After a strong appeal from David Coe, it appears I'm off to World Fantasy. Given the Compton Crook & ForeWord Awards hanging over my head (chuckle), it's time to make some more forward moves in the career. So I'll be off to Saratoga Springs, NY in November. For those of you who are geographically challenged, this is upstate NY. In November. This Georgia weenie is gonna freeze.

Off to find the Advil and the throat spray. A cold is settling in...


steve said...

I was only, what, three years ahead of you at U-High and I don't remember the drug lectures. I'm sure we had them, but they must have been so dull as to be forgettable. There were the dreadful V.D. films and the antismoking films that probably hooked a lot of otherwise intelligent people on tobacco.

But you're right. One of my classmates was dating the daughter of poet W.D. Snodgrass. And when Kurt Vonnegut came to the Workshop, just about everyone in my class was carrying around a copy of "Cat's Cradle." But I don't recall ever hearing a lecture from any writer. There was a lecture from a guy who had been in the same Dresden prison camp as Vonnegut. He mentioned this in passing as he gave an unconvincing lecture on anticommunism. A couple of the more radical types in my class pretty much demolished his arguments.
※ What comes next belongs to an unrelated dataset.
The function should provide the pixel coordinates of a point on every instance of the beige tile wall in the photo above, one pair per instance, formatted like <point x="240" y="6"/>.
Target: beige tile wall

As far as being a "Georgia weenie," remember that you're still an Iowan. And even though you've been away from Iowa winters for years, you know what they're like. You'll survive Saratoga Springs.

Jana Oliver said...

We got some lady named Fanny who lectured us about the horrors of heroin abuse. It seemed odd at the time since it would have been more appropriate to tell us about speed and such. Actually, watching some of my fellow classmates flame out from the drugs was more of a lesson than Fanny's words.

At the time it didn't really dawn on me that Vonnegut could have talked to us (Nanny was in my class). It was only years later than I went "Hey! That woulda been cool."

The longer you stay in Georgia, the more weenie you become. I do not don a heavy coat when it hits the 40's (like some of my neighbors) but I note the cold more than I used to. I usually wear a lighter coat so I don't go "Full Weenie".